Tylko szczególnie bliskie, niemal wyjątkowe, relacje z teściową i babcią uzasadniają przyznanie zięciowi i wnukom zadośćuczynienia w związku z jej śmiercią na skutek wypadku drogowego.

Aktualizacja: 17.06.2016 11:51 Publikacja: 17.06.2016 10:36

Sąd: śmierć teściowej w wypadku nie krzywdzi zięcia

Foto: 123RF

Maria J. zginęła w wyniku obrażeń odniesionych w wypadku drogowym. Jej córka, zięć i dwoje wnuków wystąpili z powództwem o zadośćuczynienie od ubezpieczyciela sprawcy wypadku. Córka żądała blisko 131 tys. zł, zięć – 30 tys. zł, a małoletni wnukowie po 50 tys. zł.

Ubezpieczyciel wnosił o oddalenie powództwa. Argumentował, że córka ofiary wypadku otrzymała już od niego 20 tys. zł zadośćuczynienia, dalej idące roszczenie było jego zdaniem nieuzasadnione. Zięć z kolei w ogóle nie należy do kręgu osób uprawnionych do zadośćuczynienia, gdyż nie wykazał, aby łączyła go z teściową szczególna więź emocjonalna, silniejsza, niż ma to miejsce w sytuacjach typowych.
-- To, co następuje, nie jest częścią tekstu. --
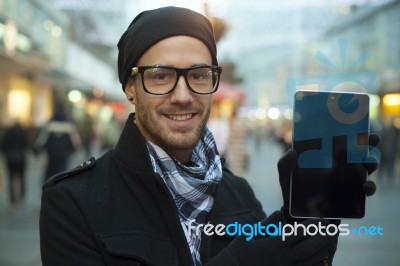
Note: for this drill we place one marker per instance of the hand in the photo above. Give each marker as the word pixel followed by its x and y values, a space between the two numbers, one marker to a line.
pixel 294 250
pixel 289 161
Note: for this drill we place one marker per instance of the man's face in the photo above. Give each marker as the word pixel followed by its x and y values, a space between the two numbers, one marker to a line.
pixel 174 121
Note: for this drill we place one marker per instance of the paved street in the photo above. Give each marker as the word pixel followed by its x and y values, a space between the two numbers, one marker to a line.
pixel 19 236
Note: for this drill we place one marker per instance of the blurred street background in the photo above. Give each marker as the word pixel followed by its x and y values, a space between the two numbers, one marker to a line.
pixel 58 63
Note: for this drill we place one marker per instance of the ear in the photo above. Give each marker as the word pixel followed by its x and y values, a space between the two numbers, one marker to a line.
pixel 130 91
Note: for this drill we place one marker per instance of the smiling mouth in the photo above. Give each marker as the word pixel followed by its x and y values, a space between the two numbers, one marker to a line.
pixel 180 117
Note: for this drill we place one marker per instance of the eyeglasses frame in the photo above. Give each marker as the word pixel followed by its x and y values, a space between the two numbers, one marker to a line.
pixel 180 72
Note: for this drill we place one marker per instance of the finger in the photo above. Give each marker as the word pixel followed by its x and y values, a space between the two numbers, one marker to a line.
pixel 285 166
pixel 298 232
pixel 369 188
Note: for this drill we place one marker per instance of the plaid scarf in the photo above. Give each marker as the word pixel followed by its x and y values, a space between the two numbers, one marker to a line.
pixel 191 185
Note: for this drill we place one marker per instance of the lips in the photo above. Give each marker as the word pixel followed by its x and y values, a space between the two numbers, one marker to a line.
pixel 180 117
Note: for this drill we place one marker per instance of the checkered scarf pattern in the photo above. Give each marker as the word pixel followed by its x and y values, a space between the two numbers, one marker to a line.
pixel 191 185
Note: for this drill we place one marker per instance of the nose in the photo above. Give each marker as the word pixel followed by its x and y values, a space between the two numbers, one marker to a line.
pixel 181 94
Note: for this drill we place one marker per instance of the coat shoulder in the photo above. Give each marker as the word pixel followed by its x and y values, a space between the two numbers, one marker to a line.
pixel 83 167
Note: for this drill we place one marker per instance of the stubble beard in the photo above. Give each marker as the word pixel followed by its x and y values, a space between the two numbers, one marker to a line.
pixel 167 139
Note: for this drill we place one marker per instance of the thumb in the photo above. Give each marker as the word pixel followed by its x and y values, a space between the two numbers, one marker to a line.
pixel 285 167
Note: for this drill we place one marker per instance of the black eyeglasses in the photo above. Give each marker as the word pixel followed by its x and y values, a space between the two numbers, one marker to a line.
pixel 160 80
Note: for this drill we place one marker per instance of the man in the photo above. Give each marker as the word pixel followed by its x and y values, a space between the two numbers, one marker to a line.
pixel 144 201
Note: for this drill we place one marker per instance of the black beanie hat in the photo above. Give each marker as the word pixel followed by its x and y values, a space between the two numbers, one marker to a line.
pixel 150 27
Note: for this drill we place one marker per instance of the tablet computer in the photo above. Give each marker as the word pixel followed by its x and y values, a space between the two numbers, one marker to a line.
pixel 330 135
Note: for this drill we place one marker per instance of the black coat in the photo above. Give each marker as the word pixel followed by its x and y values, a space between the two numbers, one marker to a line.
pixel 117 211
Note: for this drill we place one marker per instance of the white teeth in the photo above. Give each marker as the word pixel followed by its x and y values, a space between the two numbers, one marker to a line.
pixel 180 117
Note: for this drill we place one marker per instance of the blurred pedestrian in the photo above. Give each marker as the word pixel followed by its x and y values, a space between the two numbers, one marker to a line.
pixel 15 144
pixel 59 139
pixel 389 151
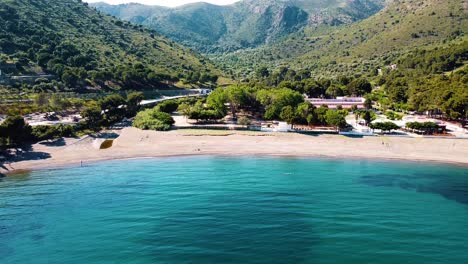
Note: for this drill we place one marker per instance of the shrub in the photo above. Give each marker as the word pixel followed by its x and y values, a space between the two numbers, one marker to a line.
pixel 244 121
pixel 153 119
pixel 168 106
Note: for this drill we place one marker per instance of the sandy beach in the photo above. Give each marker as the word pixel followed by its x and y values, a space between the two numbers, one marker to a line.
pixel 134 143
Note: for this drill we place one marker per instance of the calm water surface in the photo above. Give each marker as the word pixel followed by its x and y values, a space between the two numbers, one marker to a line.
pixel 236 210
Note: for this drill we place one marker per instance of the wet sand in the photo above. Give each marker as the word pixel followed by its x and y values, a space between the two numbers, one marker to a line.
pixel 135 143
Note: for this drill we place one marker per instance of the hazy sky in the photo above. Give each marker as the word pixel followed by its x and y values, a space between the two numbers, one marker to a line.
pixel 165 2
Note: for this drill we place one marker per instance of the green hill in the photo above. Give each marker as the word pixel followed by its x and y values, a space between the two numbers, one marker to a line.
pixel 210 28
pixel 362 47
pixel 84 49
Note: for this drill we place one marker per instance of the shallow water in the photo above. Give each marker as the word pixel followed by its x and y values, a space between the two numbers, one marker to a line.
pixel 236 210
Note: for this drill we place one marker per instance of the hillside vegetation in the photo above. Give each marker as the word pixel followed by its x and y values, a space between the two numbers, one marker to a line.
pixel 86 49
pixel 210 28
pixel 362 47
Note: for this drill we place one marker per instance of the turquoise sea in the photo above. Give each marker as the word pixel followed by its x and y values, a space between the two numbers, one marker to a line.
pixel 236 210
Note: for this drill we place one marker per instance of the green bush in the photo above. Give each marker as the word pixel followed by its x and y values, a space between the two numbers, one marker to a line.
pixel 152 119
pixel 168 106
Natomiast wnukowie byli w chwili śmierci babci zbyt mali, by odczuć negatywne emocjonalne skutki zdarzenia. W każdym razie nie było na to dowodów.

Babcią się nie nacieszą

Jak ustalił Sąd Okręgowy, powodowie utrzymywali z mamą i babcią bliską więź - często ją odwiedzali, spędzali z nią wszystkie uroczystości rodzinne i święta. Maria J. często opiekowała się wnukami, wspierała córkę i zięcia także finansowo.

Córka najmocniej przeżyła śmierć matki – bardzo cierpiała z powodu zerwania bliskiej więzi, pogorszenia jakości życia i zmiany planów życiowych (wraz z mężem zamierzali wybudować dom w miejscu zamieszkania rodziców). Musiała z tego powodu podjąć leczenie. Smutek i żal po śmierci Marii J. przeżywali także zięć i starszy wnuk, choć natężenie tych uczuć nie odbiegało od typowych reakcji na tego typu zdarzenia. Wszyscy troje zakończyli już żałobę, są już w dobrej kondycji psychicznej, prawidłowo funkcjonują w codziennym życiu. Zdaniem biegłej młodszy wnuk rzeczywiście był zbyt mały, by strata babci wpłynęła istotnie na jego rozwój i stan zdrowia w sytuacji, gdy byli przy nim obecni rodzice, którzy prawidłowo wypełniali role rodzicielskie.

W ocenie Sądu Okręgowego wszystkim powodom należała się rekompensata za krzywdę po śmierci matki, teściowej i babci. Tyle, że niższa od żądanej. Na rzecz córki Sąd zasądził 80 tys. zł , zięciowi przyznał 20 tys. zł. Wnukowie dostali po 40 tys. zł, bo Sąd nie znalazł logicznych podstaw, by różnicować ich sytuację: obaj byli tak samo traktowani przez babcię, a do tego młodszy stracił szansę, by się nią nacieszyć .

Ubezpieczyciel zgodził się tylko z tym, że córka powinna otrzymać więcej niż 20 tys. zł za krzywdę spowodowaną śmiercią matki. Jednak jego zdaniem wystarczającą rekompensatą byłoby dodatkowe 40 tys. zł. Natomiast przyznanie zadośćuczynienia zięciowi i wnukom ubezpieczyciel uznał za grubą przesadę i w apelacji zażądał oddalenia w całości ich żądań.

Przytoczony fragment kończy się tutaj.